Python package with command line utility to download files on any topic in bulk.
-
ctdl fetches file links related to a search query from Google Search.
-
Files can be downloaded parallely using multithreading.
-
ctdl is Python 2 as well as Python 3 compatible.
-
To install content-downloader, simply,
$ pip install ctdl $ pip install -U .
-
If you get error
ModuleNotFoundError: No module named ___
then run all commands withpython ctdl/ctdl.py ___
instead ofctdl ___
-
There seem to be some issues with parallel progress bars in tqdm which have been resolved in this pull. Until this pull is merged, please use my patch by running this command:
$ pip install -U git+https://github.com/nikhilkumarsingh/tqdm
$ ctdl [-h] [-f FILE_TYPE] [-l LIMIT] [-d DIRECTORY] [-p] [-a] [-t]

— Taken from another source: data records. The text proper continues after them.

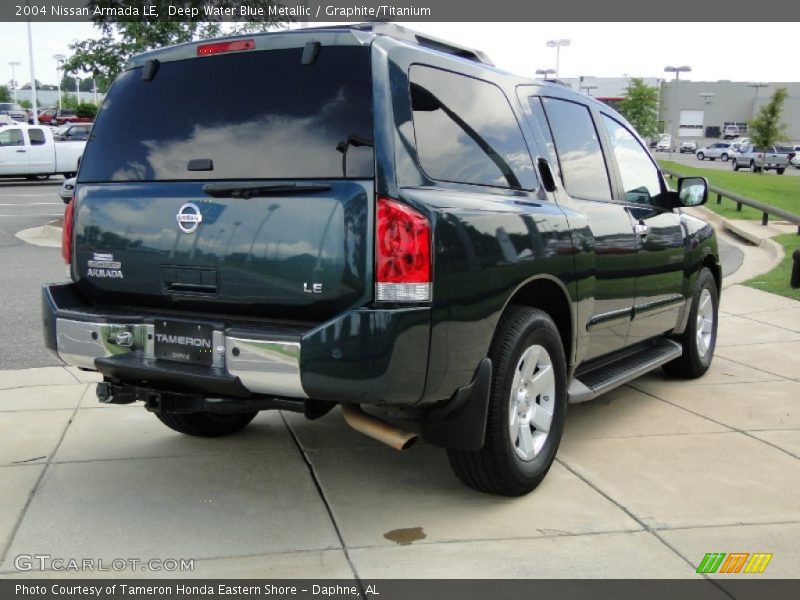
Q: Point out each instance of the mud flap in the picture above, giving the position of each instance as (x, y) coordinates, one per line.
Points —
(461, 423)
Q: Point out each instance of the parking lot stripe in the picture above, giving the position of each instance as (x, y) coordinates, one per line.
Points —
(34, 215)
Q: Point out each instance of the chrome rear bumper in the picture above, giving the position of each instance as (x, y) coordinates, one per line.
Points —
(264, 362)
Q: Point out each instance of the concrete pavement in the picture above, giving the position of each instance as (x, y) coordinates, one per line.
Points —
(648, 479)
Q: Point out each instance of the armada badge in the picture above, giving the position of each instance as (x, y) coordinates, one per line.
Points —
(189, 217)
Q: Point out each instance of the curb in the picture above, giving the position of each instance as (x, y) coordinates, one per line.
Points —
(761, 255)
(48, 235)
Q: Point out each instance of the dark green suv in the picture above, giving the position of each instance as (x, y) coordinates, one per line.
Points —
(369, 217)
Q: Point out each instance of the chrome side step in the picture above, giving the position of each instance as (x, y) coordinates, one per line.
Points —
(606, 377)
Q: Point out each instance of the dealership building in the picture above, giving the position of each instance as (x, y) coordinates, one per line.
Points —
(702, 109)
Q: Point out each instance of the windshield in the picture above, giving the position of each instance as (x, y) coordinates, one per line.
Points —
(245, 115)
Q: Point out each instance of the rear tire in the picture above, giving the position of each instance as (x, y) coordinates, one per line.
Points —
(206, 424)
(700, 337)
(528, 402)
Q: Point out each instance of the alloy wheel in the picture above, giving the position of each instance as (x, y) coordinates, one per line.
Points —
(532, 402)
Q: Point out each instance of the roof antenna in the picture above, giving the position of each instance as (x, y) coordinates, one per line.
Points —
(150, 69)
(310, 53)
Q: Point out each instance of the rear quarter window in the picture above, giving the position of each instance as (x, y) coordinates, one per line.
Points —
(466, 131)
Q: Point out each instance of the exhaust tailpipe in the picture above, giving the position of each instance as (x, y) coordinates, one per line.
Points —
(397, 438)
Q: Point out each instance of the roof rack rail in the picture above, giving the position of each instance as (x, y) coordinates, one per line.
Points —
(399, 32)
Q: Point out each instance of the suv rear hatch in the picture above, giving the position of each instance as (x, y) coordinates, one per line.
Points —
(236, 179)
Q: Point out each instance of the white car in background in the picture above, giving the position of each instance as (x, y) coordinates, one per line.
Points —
(721, 150)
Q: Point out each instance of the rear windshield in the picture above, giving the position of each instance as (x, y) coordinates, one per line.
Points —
(253, 115)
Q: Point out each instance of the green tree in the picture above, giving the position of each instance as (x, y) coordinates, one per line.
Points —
(105, 57)
(640, 106)
(69, 101)
(767, 128)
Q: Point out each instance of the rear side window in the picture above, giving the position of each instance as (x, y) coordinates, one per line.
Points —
(639, 175)
(254, 115)
(11, 137)
(36, 136)
(466, 131)
(583, 168)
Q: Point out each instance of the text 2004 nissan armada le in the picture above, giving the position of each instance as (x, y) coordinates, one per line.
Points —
(368, 217)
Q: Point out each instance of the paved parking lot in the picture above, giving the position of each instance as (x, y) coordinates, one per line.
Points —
(648, 479)
(691, 160)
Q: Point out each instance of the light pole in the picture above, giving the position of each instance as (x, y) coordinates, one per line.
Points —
(757, 86)
(677, 71)
(14, 64)
(545, 72)
(59, 58)
(557, 44)
(34, 103)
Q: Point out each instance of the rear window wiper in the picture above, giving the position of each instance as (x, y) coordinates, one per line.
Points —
(244, 190)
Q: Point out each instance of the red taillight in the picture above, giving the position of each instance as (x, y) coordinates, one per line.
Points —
(66, 231)
(402, 253)
(219, 47)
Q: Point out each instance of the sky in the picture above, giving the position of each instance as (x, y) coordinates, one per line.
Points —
(712, 50)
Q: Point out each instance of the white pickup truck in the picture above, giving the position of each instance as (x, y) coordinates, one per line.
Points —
(754, 158)
(29, 151)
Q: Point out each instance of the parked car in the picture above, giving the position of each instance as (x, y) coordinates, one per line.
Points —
(365, 234)
(30, 151)
(757, 159)
(13, 110)
(47, 116)
(69, 116)
(790, 150)
(67, 190)
(721, 150)
(664, 143)
(730, 132)
(72, 131)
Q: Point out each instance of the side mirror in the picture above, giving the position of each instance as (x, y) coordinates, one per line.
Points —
(692, 191)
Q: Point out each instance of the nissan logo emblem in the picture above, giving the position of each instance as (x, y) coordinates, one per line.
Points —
(189, 217)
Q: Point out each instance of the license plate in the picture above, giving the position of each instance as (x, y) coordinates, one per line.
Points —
(180, 341)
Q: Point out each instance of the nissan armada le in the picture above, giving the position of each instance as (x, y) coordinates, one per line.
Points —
(369, 217)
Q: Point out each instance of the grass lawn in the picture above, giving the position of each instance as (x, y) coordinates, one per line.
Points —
(777, 280)
(781, 191)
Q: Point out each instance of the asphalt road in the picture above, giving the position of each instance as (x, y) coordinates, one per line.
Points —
(24, 268)
(717, 165)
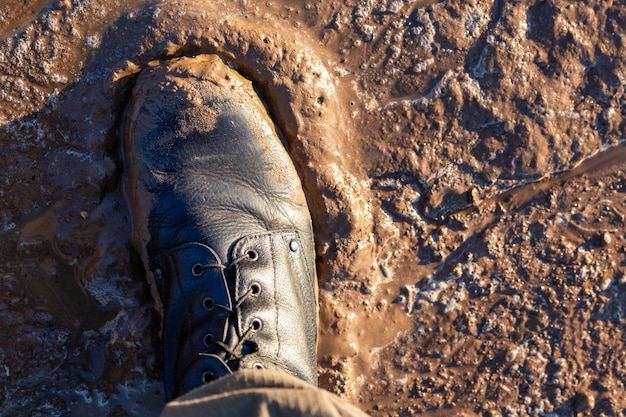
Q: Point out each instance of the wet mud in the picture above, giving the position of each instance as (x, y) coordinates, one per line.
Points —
(463, 162)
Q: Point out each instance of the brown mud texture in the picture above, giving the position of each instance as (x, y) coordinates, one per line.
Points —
(464, 165)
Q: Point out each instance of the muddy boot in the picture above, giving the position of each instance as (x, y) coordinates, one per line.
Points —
(221, 222)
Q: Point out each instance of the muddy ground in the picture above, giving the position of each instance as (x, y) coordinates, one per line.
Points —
(464, 164)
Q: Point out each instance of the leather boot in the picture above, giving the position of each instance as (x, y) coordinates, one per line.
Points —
(221, 222)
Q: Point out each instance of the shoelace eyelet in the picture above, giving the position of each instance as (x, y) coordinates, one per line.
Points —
(208, 339)
(208, 304)
(257, 325)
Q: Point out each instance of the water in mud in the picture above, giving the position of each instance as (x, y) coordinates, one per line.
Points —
(464, 164)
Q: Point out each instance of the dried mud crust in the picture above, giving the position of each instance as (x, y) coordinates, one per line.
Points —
(463, 160)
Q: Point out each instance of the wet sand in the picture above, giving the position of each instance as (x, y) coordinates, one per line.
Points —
(463, 162)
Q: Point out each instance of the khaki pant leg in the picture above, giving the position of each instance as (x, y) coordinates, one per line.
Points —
(259, 393)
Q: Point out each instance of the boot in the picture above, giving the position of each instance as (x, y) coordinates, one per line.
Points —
(222, 225)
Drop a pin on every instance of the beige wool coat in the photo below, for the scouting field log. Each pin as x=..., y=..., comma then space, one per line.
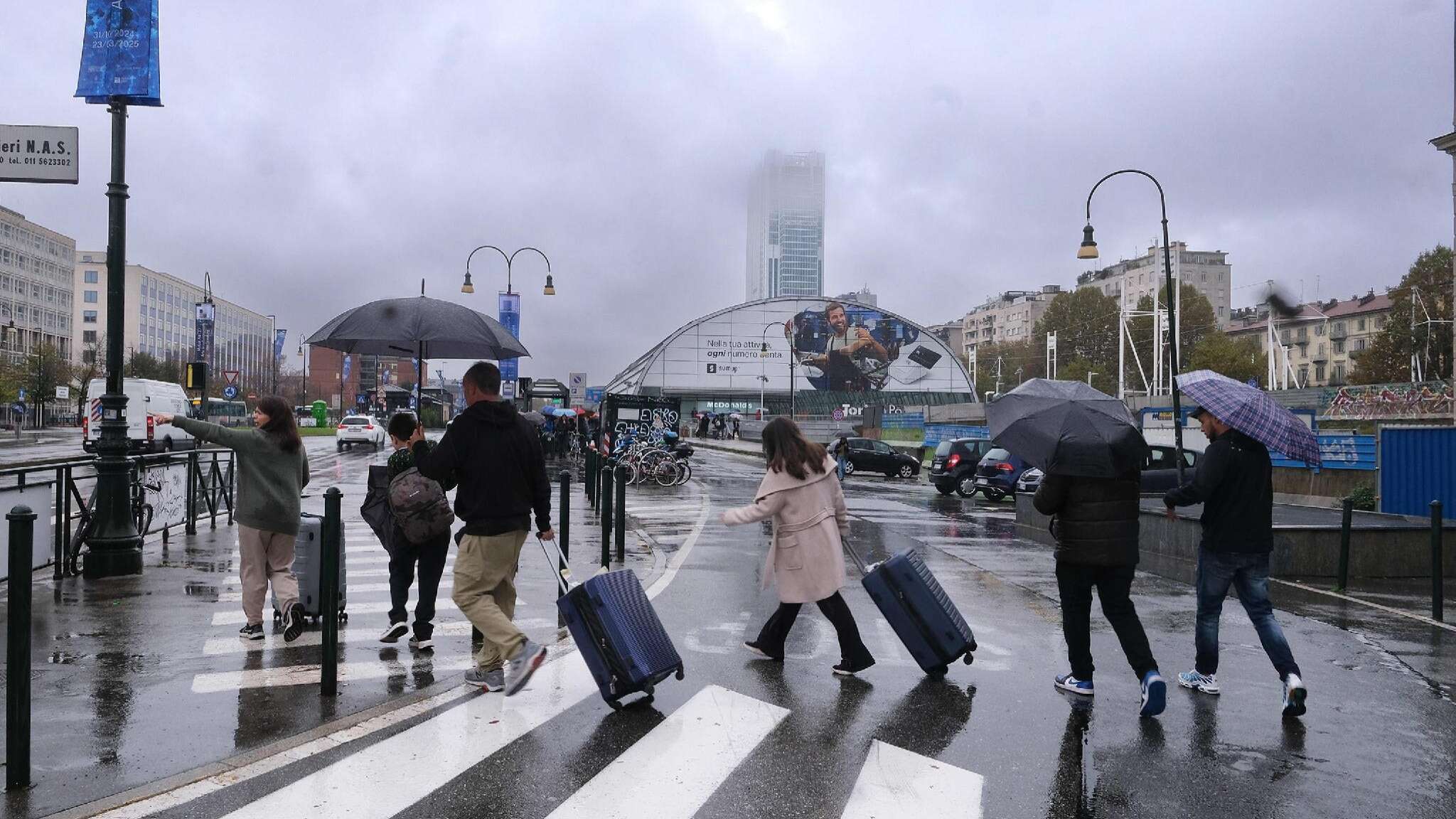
x=807, y=556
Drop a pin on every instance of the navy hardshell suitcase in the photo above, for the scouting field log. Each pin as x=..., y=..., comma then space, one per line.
x=922, y=616
x=619, y=636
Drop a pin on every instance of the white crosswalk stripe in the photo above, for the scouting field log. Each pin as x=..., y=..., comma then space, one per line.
x=689, y=755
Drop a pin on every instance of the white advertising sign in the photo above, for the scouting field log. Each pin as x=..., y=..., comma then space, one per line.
x=38, y=154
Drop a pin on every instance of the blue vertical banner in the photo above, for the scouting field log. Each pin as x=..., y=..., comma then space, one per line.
x=119, y=53
x=510, y=309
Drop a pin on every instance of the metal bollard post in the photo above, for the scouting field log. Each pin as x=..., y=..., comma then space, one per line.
x=18, y=652
x=1438, y=566
x=1343, y=576
x=604, y=499
x=622, y=515
x=329, y=592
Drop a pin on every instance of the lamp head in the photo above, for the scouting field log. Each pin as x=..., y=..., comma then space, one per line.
x=1088, y=250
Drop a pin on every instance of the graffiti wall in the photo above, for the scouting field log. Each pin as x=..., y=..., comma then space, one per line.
x=1385, y=401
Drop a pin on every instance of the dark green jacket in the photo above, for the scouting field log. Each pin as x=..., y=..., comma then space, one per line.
x=268, y=478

[-minfs MIN_FILE_SIZE] [-maxfs MAX_FILE_SIZE] [-nr]
[query]
Optional arguments are:
-
-f FILE_TYPE : set the file type. (can take values like ppt, pdf, xml, etc.)
Default value: pdf
-
-l LIMIT : specify the number of files to download.
Default value: 10
-
-d DIRECTORY : specify the directory where files will be stored.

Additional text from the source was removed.